La concentración convocada por el Gobierno en Guayaquil para festejar los diez años de la “revolución ciudadana” se produjo como se preveía: gente forzada a asistir desde todas las provincias con amenazas de perder su empleo o movilizada a cambio de un pago; un discurso de Correa exaltando logros que no existen; y, el aprovechamiento de fondos del Estado para promover las candidaturas de Alianza País, particularmente de Moreno y Glas.

También era previsible que al centro de todo ello esté la frase traída desde Argentina “La década ganada”, lo cual es cierto solo para muy pocos: para los banqueros que han tenido altas ganancias en estos años y para ese puñado de funcionarios que han robado a manos llenas los recursos del Estado, como en los casos Petroecuador y Odebrecht, para citar los más escandalosos.

Para el resto de ecuatorianos y para el país en general no hay una “década ganada”. Los cinco trimestres últimos, de manera consecutiva, la economía ecuatoriana ha ido a la baja al punto de vivir una compleja crisis económica con graves efectos sociales. Este año, debido al desenfrenado endeudamiento externo, el Estado deberá destinar alrededor de 7 mil millones de dólares para cubrir intereses y amortizaciones de la deuda externa; mensualmente se requiere 2850 millones de dólares de gastos estatales y se obtienen solamente 1300 millones como ingresos permanentes. A pesar de ello Correa habla de extraordinaria recuperación económica.

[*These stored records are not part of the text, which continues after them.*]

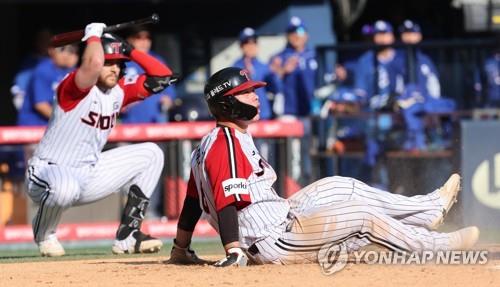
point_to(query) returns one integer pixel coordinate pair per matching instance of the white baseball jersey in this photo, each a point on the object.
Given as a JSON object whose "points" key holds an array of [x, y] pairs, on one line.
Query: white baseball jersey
{"points": [[227, 169], [82, 122], [68, 167]]}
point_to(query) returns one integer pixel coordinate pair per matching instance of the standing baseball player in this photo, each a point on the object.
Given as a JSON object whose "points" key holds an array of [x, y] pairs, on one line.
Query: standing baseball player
{"points": [[231, 184], [68, 167]]}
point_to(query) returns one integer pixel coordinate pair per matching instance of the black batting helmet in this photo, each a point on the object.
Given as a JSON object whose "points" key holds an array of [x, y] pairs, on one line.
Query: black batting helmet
{"points": [[220, 90], [113, 49]]}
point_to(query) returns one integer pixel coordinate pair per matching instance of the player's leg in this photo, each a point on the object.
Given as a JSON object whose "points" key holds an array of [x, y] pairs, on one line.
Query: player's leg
{"points": [[54, 189], [136, 169], [357, 224], [421, 210]]}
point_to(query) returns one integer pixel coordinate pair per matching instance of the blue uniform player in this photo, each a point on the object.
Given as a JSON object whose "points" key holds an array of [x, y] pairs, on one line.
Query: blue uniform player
{"points": [[379, 75], [23, 76], [37, 106], [423, 91], [492, 71], [258, 70], [154, 109], [296, 66], [379, 79]]}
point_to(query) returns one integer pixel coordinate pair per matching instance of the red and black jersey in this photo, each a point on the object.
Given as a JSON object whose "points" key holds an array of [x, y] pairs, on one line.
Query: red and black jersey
{"points": [[228, 169]]}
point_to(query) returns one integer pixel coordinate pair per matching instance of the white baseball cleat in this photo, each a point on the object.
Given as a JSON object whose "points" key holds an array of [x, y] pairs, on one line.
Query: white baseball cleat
{"points": [[137, 242], [51, 247], [464, 238], [448, 196]]}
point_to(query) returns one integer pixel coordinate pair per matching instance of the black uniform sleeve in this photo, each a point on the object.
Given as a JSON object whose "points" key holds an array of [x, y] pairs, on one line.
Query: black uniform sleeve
{"points": [[228, 224]]}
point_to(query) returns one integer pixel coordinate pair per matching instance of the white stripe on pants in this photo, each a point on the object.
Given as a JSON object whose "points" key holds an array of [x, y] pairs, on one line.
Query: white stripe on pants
{"points": [[338, 209], [55, 188], [419, 210]]}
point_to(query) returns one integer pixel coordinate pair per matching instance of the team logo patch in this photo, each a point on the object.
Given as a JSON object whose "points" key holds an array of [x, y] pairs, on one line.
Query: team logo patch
{"points": [[235, 186]]}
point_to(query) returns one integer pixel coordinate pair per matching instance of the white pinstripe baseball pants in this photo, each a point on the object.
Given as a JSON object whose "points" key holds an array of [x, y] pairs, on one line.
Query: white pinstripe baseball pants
{"points": [[340, 209], [55, 188]]}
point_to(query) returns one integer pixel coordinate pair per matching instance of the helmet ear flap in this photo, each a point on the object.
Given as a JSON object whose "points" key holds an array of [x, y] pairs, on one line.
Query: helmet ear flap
{"points": [[122, 69]]}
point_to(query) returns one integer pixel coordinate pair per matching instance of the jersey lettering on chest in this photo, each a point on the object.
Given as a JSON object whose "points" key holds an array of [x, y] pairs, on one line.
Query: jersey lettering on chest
{"points": [[99, 121]]}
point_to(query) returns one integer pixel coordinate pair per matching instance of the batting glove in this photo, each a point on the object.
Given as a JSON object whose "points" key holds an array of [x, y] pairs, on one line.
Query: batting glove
{"points": [[235, 257], [93, 29]]}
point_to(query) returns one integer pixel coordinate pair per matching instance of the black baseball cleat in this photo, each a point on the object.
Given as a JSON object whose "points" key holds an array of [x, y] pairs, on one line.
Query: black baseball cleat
{"points": [[137, 242]]}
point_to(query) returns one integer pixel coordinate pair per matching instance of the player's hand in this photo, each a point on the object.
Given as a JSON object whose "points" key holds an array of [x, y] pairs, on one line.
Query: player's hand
{"points": [[93, 29], [185, 256], [235, 257], [126, 48]]}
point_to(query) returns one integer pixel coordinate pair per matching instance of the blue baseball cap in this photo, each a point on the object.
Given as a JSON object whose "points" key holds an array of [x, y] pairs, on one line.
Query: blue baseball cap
{"points": [[367, 30], [247, 34], [296, 25], [382, 26], [409, 26]]}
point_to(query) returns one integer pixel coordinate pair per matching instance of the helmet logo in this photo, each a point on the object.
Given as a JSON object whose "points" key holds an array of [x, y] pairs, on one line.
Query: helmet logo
{"points": [[245, 73], [115, 47], [218, 89]]}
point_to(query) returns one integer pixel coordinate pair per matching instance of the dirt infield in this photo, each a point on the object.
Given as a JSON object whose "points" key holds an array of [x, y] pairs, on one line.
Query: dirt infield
{"points": [[153, 272]]}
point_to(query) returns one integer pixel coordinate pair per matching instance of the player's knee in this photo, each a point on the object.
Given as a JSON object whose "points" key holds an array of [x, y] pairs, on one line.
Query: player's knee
{"points": [[157, 155], [65, 195], [362, 210]]}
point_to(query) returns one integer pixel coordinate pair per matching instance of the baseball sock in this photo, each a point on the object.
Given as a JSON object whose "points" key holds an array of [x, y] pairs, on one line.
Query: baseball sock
{"points": [[133, 214]]}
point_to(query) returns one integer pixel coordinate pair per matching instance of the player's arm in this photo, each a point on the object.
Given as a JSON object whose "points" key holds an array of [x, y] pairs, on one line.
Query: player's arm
{"points": [[42, 92], [157, 76], [78, 83], [44, 108], [92, 58]]}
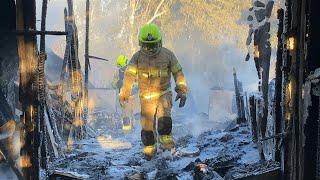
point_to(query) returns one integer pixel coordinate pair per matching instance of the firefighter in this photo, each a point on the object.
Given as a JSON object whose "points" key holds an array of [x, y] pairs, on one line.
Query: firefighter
{"points": [[152, 67], [127, 108]]}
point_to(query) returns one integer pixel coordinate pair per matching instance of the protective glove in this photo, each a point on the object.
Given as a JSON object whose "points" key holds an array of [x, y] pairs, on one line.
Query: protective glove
{"points": [[123, 100], [183, 99]]}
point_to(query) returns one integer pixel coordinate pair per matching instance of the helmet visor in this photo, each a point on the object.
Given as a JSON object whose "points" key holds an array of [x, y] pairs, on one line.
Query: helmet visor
{"points": [[150, 48]]}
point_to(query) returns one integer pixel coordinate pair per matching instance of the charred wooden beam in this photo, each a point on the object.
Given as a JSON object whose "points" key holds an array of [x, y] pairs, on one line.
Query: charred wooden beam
{"points": [[97, 58], [26, 19], [42, 32], [239, 100], [278, 85], [41, 125], [86, 66]]}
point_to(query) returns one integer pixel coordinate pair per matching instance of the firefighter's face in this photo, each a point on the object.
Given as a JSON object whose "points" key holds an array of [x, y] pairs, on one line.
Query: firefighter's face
{"points": [[150, 48]]}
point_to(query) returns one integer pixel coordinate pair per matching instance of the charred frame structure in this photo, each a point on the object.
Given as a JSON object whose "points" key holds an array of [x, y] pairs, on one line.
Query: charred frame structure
{"points": [[297, 90]]}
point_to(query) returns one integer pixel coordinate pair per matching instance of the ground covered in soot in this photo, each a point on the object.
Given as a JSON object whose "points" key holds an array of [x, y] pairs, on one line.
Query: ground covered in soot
{"points": [[214, 154]]}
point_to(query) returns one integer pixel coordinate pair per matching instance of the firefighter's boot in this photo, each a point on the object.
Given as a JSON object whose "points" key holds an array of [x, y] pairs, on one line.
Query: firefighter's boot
{"points": [[126, 125], [149, 151], [166, 142]]}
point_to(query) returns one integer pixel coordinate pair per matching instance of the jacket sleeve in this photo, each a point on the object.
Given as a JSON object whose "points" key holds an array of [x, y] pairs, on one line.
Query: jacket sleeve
{"points": [[130, 76], [115, 80], [176, 70]]}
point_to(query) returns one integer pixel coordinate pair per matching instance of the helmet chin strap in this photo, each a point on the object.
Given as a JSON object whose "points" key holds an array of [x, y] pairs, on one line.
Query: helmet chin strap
{"points": [[152, 54]]}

En el curso de estos años 6 mil escuelas fueron cerradas, afectando a decenas de miles de niños; 650 mil jóvenes no han podido ingresar a las universidades y no encuentran una plaza de trabajo; más de 350 mil hombres y mujeres perdieron su empleo en el año anterior por efecto de la crisis; seis de cada cuatro ecuatorianos viven en la desocupación o subempleo; se impuso a los empleados estatales la figura de renuncia obligatoria; el Gobierno se apropió del dinero depositado en los fondos de cesantía de varias instituciones sociales y estatales y del 40% de las pensiones que éste debe entregar a los jubilados; se han saqueado los recursos naturales a capitales extranjeros; se ha enjuiciado y encarcelado a más de 400 ecuatorianos por protestar en contra de la política gubernamental.

Y aún así hablan de una década ganada.